A simple example why statistical significance is insufficient for action

Statistical Significance

Decision Making

It ignores the basic question: “How much?”

Author

Alex Zajichek

Published

June 19, 2024

When we see the phrase statistically significant, we’re often meant to believe it means that the result matters, but that is not the case. Here is a simple example why.

Context: Suppose we are trying to hone in on a market segment that yields higher sales so that we can develop better strategies for acquiring customers in that group.

We decide to correlate the customer age with the sales amount. Suppose there are two scenarios from a sample of 500 customers:

Code

# Load packages
library(tidyverse)

## Simulate some data

# Set the seed for reproducibility
set.seed(123456789)

# Sample size
n <- 500

# Create the data set
sim_dat <- 
  tibble(
    Age = round(18 + rgamma(n = n, shape = 5, scale = 4)),
    Sales_Large = 500 + 10 * (Age - mean(Age)) + rnorm(n = n, sd = 100),
    Sales_Small = 500 + .10 * (Age - mean(Age)) + rnorm(n = n, sd = 1)
  ) |>
  
  # Send down the rows
  pivot_longer(
    cols = starts_with("Sales"),
    names_to = "Effect",
    values_to = "Sales",
    names_prefix = "Sales_"
  ) 

sim_dat |>
  
  # Make a paneled scatterplot
  ggplot() +
  geom_point(
    aes(
      x = Age,
      y = Sales,
      fill = Effect
    ),
    shape = 21,
    color = "black",
    alpha = .5,
    size = 2
  ) +
  facet_wrap(~Effect, scales = "free_y") +
  theme(
    panel.background = element_blank(),
    legend.position = "none",
    strip.text = element_blank(),
    axis.text.y = element_blank(),
    axis.ticks.y = element_blank(),
    axis.text = element_text(size = 14),
    axis.title = element_text(size = 16),
    panel.spacing.x = unit(2, "lines")
  ) +
  xlab("Customer Age (years)") +
  ylab("Sales ($)")

At a glance these graphs look very similar, such that age is positively correlated with the sales amount.

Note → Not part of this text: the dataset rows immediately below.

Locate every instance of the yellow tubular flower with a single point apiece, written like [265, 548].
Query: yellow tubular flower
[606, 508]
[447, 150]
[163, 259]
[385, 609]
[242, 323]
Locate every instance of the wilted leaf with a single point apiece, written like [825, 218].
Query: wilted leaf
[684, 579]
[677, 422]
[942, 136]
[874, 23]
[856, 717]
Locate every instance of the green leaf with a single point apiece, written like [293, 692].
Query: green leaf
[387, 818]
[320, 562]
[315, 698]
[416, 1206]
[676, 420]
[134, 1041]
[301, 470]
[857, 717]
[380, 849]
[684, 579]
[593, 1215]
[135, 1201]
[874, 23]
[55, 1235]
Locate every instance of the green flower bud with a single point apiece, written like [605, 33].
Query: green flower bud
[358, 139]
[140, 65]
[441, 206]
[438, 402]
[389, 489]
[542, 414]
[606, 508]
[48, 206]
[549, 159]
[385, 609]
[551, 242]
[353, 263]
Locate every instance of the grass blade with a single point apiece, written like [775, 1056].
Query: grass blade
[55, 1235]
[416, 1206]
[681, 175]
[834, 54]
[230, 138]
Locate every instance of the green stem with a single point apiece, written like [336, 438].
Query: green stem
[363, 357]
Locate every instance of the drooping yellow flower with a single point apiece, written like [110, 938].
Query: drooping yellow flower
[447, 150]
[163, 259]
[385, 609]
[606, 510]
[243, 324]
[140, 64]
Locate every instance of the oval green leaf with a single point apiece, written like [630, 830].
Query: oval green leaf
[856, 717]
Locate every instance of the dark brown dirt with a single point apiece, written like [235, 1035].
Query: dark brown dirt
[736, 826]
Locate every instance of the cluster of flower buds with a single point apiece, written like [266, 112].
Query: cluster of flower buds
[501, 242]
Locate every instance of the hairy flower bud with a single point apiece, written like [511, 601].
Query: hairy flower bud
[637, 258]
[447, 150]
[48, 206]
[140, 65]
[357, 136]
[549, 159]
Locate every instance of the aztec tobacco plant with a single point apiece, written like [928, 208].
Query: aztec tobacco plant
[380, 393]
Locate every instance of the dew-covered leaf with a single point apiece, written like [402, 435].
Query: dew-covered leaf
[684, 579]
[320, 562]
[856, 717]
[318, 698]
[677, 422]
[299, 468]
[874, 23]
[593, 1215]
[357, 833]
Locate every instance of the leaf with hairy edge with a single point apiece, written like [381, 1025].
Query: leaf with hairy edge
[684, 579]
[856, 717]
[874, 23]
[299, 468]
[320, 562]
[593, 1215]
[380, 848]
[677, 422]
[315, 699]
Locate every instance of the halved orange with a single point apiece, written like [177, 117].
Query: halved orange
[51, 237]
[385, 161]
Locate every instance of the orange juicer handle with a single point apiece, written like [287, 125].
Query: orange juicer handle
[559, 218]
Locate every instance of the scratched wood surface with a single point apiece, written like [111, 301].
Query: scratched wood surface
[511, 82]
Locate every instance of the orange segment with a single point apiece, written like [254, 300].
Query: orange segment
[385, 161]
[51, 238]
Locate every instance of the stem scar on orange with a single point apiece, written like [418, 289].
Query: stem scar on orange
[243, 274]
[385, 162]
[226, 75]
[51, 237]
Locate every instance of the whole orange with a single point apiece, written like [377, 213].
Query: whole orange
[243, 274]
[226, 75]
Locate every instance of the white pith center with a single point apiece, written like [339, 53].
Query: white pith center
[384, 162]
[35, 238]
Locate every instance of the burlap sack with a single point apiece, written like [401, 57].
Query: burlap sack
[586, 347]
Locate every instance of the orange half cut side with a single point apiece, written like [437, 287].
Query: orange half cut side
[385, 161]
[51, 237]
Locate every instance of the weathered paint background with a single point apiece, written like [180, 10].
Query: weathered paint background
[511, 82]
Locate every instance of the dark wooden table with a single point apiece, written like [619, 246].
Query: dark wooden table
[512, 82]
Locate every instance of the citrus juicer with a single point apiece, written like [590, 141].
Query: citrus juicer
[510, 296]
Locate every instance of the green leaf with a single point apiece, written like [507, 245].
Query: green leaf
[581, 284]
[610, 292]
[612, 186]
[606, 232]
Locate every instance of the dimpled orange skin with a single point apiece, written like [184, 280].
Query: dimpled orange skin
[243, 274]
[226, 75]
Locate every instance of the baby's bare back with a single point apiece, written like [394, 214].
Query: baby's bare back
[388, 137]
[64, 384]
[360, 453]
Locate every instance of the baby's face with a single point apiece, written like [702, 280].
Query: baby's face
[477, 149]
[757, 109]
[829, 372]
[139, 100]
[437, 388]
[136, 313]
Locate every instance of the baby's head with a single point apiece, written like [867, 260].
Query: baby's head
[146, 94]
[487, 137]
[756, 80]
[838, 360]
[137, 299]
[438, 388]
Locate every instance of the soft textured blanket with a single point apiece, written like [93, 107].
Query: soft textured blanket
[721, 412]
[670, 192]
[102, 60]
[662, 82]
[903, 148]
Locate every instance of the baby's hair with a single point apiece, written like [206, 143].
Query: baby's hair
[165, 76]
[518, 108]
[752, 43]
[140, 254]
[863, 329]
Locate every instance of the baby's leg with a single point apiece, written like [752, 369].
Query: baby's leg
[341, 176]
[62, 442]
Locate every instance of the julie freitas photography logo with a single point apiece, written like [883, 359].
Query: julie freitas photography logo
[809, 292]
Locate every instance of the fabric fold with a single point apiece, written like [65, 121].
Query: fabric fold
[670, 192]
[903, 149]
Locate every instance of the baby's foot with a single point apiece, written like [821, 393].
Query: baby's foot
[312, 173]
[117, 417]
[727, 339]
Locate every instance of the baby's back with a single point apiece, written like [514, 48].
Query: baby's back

We fit a linear regression model, or “best-fit line”, to summarize and describe the relationship.

Code

# Fit the models
sim_models <- 
  sim_dat |>
  
  # Nest the data
  nest(.by = Effect) |>
  
  # Fit a linear model for each data set; get p-values
  mutate(
    
    # Fit the model
    model = 
      data |>
      map(
        \(.dat) 
        
        lm(
          formula = Sales ~ Age,
          data = .dat
        )
        
      ),
    
    # Compute the p-value
    pvalue = 
      model |>
      map(
        \(.model) 
        2 * pt(
          q = .model$coefficients / sqrt(diag(vcov(.model))), 
          df = .model$df.residual, 
          lower.tail = FALSE
        )[[2]]
      )
  )

sim_dat |>
  
  # Make a paneled scatterplot
  ggplot() +
  geom_point(
    aes(
      x = Age,
      y = Sales,
      fill = Effect
    ),
    shape = 21,
    color = "black",
    alpha = .5,
    size = 2
  ) +
  geom_smooth(
    aes(
      x = Age,
      y = Sales
    ),
    formula = y~x,
    method = "lm",
    color = "black",
    se = FALSE
  ) +
  geom_text(
    data = 
      sim_models |>
      
      # Extract the p-value
      unnest(cols = pvalue) |>
      
      # Clean up p-value
      mutate(
        pvalue = 
          case_when(
            pvalue < 0.001 ~ "<0.001",
            TRUE ~ as.character(round(pvalue, 3))
          )
      ),
    aes(
      x = 60,
      y = c(160, 496.5),
      label = paste0("P-value: ", pvalue)
    )
  ) +
  facet_wrap(~Effect, scales = "free_y") +
  theme(
    panel.background = element_blank(),
    legend.position = "none",
    strip.text = element_blank(),
    axis.text.y = element_blank(),
    axis.ticks.y = element_blank(),
    axis.text = element_text(size = 14),
    axis.title = element_text(size = 16),
    panel.spacing.x = unit(2, "lines")
  ) +
  xlab("Customer Age (years)") +
  ylab("Sales ($)")

The p-values for both of these models are extremely, and equally, small (<0.1%), indicating statistical significance. In fact, the evidence is so strong that some might say it is very significant–much smaller than the standard (and infamous) rule of thumb threshold of 5%.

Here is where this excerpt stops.